Walking is definitely the best way to feel the
pulse of Turin: stroll around the city parks, drop into its
historic cafès, take in the multiethnic quarters, enjoy fashion and
shopping, but don’t forget that Turin is magical too. So put on your walking
shoes and let your curiosity lead the way.
Architecture
Turin has a Baroque face and an Art Nouveau face, it has its
Royal Residences, its bridges and 18km of arcades
lining the city center, but there are innovative installations too, set on creating a
brand new look.
A tour of 20th-centuryand
contemporary Turin combines a history lesson with an introduction to
some avant-garde infrastructures and works of art.
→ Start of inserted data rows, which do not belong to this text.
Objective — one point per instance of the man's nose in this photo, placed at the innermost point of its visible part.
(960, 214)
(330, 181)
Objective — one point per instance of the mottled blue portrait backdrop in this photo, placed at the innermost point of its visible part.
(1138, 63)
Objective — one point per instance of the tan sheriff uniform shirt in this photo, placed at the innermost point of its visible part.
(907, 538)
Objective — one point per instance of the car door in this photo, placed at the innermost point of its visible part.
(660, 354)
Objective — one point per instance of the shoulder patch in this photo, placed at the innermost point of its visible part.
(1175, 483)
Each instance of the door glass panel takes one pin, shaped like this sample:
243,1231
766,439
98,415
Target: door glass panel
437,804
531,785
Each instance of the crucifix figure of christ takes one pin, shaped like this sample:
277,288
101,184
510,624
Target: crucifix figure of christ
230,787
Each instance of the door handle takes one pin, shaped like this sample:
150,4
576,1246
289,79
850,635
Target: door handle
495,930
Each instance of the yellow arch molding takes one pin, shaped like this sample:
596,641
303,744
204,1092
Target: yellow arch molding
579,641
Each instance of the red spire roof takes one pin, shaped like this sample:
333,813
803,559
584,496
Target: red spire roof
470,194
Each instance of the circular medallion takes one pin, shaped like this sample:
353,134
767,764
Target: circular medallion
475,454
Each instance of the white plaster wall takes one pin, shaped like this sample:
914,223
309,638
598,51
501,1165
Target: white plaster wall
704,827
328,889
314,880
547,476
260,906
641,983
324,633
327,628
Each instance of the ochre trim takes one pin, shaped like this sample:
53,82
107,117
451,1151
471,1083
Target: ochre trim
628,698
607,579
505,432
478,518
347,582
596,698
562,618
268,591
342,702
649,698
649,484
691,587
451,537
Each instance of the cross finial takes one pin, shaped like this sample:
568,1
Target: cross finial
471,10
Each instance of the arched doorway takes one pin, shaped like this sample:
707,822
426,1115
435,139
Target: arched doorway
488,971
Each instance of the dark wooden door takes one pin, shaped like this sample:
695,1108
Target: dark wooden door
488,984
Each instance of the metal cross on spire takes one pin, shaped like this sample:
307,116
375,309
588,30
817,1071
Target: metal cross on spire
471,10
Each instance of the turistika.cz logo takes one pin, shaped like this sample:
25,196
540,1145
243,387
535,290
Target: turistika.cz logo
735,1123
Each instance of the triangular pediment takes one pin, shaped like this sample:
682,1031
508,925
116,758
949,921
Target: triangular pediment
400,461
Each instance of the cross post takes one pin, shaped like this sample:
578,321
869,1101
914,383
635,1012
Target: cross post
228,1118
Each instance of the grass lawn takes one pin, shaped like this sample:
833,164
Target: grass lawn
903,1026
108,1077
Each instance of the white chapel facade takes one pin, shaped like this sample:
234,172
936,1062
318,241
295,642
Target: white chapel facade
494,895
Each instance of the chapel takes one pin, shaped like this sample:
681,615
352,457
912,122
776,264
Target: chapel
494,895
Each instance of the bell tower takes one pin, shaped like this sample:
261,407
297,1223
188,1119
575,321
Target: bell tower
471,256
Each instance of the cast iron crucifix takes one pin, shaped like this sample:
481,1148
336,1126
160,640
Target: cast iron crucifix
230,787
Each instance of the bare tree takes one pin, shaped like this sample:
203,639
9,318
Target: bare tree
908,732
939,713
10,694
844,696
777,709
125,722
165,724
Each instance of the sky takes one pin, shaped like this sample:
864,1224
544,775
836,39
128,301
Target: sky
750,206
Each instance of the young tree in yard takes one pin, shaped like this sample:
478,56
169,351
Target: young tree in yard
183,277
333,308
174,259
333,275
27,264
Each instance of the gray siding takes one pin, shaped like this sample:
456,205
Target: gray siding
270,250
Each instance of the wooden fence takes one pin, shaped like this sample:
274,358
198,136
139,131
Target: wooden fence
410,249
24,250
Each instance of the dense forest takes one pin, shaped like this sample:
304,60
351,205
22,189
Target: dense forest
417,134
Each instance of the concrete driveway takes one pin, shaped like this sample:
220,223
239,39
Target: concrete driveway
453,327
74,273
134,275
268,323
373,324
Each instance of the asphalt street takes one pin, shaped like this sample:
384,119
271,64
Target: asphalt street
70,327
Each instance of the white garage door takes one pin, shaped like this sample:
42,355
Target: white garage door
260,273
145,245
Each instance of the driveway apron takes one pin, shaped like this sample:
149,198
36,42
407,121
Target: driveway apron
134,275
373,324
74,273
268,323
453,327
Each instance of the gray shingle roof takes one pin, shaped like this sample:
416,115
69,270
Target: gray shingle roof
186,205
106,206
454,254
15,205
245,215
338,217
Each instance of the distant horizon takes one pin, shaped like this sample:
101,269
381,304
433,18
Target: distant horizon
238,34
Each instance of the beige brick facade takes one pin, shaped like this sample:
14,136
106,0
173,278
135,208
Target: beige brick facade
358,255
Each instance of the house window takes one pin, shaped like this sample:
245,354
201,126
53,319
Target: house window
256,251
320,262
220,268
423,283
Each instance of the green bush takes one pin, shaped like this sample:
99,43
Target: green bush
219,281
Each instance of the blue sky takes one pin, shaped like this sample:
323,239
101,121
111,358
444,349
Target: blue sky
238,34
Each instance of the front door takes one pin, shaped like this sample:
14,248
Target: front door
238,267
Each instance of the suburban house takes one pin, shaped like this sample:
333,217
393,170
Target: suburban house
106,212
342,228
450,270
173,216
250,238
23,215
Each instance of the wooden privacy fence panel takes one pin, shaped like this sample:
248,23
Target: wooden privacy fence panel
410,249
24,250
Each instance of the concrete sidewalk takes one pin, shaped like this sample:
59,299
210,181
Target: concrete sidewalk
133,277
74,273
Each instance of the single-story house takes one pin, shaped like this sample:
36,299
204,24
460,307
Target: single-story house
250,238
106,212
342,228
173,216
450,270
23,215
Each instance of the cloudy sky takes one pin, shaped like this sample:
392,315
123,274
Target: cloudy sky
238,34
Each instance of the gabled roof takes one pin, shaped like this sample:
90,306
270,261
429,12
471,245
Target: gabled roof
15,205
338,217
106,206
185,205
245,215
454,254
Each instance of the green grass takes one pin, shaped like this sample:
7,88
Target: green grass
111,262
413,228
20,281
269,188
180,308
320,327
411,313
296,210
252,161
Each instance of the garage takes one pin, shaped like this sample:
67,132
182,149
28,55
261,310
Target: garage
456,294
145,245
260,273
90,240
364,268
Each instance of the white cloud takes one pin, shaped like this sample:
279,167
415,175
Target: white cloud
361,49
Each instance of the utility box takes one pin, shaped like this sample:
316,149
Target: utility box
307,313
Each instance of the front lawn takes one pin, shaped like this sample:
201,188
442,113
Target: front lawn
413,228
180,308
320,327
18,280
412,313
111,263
During the 1800s, Turin crossed the River Po and extended
up the hillside: this was when the
Gran Madre di Dio
church was built.
The impressive Piazza Vittorio Veneto opened on the banks
of the Po, opposite the neoclassical cathedral and connected by the Vittorio
Emanuele I bridge, which offers a magnificent view of Monte del Cappuccini.
The church is a mausoleum-ossuary commemorating the First World War.
Turin’s iconic
Mole Antonelliana was built in 1899, designed by the visionary genius
Alessandro Antonelli, and at 167.5 meters, it was Europe’s tallest building
for many years.
Mole Antonelliana
Today it is the home of the
Museo
Nazionale del Cinema,
that has been given an eye-catching futuristic design by the Swiss architect
Francois Confino. The
panoramic
lift accesses the spire all year round.
As the 19th century slid into the 20th, Art Nouveau
prevailed in Turin: an elegant style with refined details that was expressed
here in a number of middle-class houses across the city: on Corso Francia,
on the hillside and in the area around the Valentino Park.
In the 1920s and 1930s, two new architectural symbols were
erected in Turin: Lingotto, the most important European automotive
production plant, designed by Giacomo Mattè Trucco and now transformed into a
polyvalent and trade fair center,,
thanks to Renzo Piano’s project; central Via Roma, whose arcades and
galleries were designed by Marcello Piacentini.
Other important buildings date back to the 1950s, like the
Galleria d’Arte Moderna,
Palazzo del Lavoro and Palazzo a Vela – now renamed
Palavela – and the refurbished
Teatro Regio,
created by Carlo Mollino, master of modern Torinese architecture.
The city’s architectural evolution began in the 1970s,
laying the foundations for the transformation in progress: that of new,
state-of-the-art infrastructures built for the Olympic appointment, like
Palasport by Arata Isozaki and Pier Paolo Maggiora, the Oval by Hok
Sport and Studio Zoppini, Palavela reinterpreted by Gae Aulenti and Arnaldo
De Bernardi.
These and other buildings, created by conversions of
historic or disused industrial structures are just a few examples of how the
city is being transformed by the great names of architecture.